Quentin Tarantino is not backing down from his Hateful Eight lawsuit against Gawker. Though the filmmaker’s initial claim — that the website illegally promoted a leaked copy of his screenplay — was dismissed in late April, he’s taken advantage of the judge’s ruling and filed an amended complaint. Judge John F. Walter of the U.S. District Court in California determined that Tarantino failed to prove direct infringement and had no case, but left the door slightly ajar for Tarantino, giving his attorneys until May 1 to amend and refile the secondary claim for contributory infringement.

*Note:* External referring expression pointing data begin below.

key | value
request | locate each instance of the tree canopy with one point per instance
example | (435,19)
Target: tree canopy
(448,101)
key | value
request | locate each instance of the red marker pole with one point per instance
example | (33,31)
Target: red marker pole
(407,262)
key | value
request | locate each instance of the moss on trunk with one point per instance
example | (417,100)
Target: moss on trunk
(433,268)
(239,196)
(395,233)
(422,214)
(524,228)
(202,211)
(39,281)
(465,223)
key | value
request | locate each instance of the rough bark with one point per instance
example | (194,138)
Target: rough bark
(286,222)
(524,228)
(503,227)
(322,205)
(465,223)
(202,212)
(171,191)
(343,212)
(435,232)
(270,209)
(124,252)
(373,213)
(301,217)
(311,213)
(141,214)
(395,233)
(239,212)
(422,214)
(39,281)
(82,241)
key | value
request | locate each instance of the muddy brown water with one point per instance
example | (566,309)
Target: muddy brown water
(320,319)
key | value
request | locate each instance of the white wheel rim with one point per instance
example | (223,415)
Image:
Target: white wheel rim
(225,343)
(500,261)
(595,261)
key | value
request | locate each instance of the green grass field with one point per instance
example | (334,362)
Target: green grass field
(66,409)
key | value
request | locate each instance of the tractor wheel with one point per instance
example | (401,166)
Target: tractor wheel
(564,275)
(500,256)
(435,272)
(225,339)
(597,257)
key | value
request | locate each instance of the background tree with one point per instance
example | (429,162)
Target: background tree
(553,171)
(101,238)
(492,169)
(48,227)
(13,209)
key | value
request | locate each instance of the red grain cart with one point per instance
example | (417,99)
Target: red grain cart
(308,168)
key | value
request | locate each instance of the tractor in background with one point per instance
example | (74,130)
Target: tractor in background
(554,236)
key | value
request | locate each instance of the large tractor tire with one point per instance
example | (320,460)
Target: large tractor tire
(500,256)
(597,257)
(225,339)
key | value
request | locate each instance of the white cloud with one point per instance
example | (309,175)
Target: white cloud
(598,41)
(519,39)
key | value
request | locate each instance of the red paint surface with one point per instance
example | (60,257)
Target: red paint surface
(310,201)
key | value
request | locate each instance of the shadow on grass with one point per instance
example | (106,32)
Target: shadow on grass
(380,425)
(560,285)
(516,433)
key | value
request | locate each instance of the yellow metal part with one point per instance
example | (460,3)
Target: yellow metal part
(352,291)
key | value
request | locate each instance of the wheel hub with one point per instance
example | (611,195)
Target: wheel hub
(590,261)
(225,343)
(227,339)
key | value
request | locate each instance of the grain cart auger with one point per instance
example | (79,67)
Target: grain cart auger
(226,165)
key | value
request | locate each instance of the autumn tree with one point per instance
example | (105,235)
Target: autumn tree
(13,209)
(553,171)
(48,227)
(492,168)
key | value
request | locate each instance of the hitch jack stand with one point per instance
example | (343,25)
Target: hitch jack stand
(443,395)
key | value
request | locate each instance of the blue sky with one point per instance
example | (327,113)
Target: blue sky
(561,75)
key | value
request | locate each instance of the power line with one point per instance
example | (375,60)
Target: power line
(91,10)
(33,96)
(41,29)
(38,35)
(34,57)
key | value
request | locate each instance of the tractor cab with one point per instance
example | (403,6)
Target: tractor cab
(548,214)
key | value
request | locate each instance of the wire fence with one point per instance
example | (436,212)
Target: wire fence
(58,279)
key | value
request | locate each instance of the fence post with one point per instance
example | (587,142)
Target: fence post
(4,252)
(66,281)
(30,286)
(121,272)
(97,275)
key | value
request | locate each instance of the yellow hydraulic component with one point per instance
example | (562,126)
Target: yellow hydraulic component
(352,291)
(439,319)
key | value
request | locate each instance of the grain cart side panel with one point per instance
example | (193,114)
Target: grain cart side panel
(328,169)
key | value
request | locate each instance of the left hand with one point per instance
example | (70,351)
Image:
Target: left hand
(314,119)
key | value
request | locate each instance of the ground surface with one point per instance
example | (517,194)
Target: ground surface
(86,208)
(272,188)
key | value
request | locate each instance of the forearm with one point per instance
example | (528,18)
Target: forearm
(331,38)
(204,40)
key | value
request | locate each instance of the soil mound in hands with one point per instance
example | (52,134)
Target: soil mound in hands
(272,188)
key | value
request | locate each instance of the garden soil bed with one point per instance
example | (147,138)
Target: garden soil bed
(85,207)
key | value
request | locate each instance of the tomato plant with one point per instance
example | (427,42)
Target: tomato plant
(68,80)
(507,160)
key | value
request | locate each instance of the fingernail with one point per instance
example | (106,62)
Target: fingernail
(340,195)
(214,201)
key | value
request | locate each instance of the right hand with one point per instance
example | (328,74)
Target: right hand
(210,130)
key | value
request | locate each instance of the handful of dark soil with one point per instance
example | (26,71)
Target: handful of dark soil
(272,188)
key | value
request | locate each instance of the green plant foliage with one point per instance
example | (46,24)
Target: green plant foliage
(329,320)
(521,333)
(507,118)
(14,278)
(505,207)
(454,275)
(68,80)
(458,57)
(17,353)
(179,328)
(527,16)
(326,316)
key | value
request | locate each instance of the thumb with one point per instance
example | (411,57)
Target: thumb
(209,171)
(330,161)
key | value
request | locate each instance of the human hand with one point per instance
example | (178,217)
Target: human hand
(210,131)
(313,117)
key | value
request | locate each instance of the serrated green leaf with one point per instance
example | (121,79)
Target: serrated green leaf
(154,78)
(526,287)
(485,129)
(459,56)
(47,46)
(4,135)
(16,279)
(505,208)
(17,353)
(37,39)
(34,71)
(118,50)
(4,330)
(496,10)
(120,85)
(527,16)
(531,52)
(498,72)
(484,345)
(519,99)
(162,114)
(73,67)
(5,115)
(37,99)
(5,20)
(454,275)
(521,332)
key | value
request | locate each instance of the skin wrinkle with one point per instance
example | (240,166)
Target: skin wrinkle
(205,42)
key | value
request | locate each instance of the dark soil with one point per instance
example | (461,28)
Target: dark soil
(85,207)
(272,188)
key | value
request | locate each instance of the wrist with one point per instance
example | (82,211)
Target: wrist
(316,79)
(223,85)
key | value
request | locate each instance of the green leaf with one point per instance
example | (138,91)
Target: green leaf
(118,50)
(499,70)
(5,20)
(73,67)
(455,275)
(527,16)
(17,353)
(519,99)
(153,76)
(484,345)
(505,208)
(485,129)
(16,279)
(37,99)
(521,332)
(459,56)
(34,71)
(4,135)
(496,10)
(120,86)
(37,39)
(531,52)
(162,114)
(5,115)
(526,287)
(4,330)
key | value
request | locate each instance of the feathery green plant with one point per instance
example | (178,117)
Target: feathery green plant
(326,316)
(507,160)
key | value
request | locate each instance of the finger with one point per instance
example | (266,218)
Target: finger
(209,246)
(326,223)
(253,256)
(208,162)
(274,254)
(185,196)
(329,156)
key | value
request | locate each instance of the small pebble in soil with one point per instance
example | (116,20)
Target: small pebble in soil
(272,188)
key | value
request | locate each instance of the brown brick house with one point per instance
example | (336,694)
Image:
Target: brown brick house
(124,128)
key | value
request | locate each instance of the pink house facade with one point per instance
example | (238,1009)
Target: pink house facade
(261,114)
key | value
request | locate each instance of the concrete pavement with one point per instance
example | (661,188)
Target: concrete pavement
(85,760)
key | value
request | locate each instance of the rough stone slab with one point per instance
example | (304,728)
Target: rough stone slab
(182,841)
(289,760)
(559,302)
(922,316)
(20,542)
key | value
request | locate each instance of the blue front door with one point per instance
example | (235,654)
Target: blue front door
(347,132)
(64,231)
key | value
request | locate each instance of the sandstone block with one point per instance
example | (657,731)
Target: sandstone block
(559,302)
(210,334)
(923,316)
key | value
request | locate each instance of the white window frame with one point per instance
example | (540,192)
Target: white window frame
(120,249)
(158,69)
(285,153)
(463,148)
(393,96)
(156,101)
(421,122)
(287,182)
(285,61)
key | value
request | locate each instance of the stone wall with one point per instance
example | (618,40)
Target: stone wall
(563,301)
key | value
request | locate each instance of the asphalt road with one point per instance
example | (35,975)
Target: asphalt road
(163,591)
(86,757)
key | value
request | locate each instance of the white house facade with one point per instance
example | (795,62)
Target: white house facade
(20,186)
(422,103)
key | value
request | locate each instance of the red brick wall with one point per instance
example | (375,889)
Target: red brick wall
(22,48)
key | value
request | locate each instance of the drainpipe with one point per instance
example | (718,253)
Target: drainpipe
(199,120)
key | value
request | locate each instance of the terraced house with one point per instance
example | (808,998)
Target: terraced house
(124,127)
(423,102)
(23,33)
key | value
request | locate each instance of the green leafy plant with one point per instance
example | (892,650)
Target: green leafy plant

Tarantino refiled on the deadline, alleging a single count of copyright infringement — direct and contributory. According to court documents, his amended lawsuit claims, “Gawker has made a business of predatory journalism, violating people’s rights to make a buck. This time they went too far. Rather than merely publishing a news story reporting that Plaintiff’s screenplay may have been circulating within certain limited Hollywood circles without his permission, Gawker crossed the journalistic line, first by requesting that a reader ‘leak’ an infringing copy directly to Gawker, then second, after obtaining a link to and itself directly downloading an infringing PDF copy, and then third, by promoting itself to the public as the first source to download and read the entire Screenplay illegally and directing the public to do so.”
Tarantino is asking the court for $1 million, plus damages and legal fees. Gawker did not immediately respond to EW’s request for comment.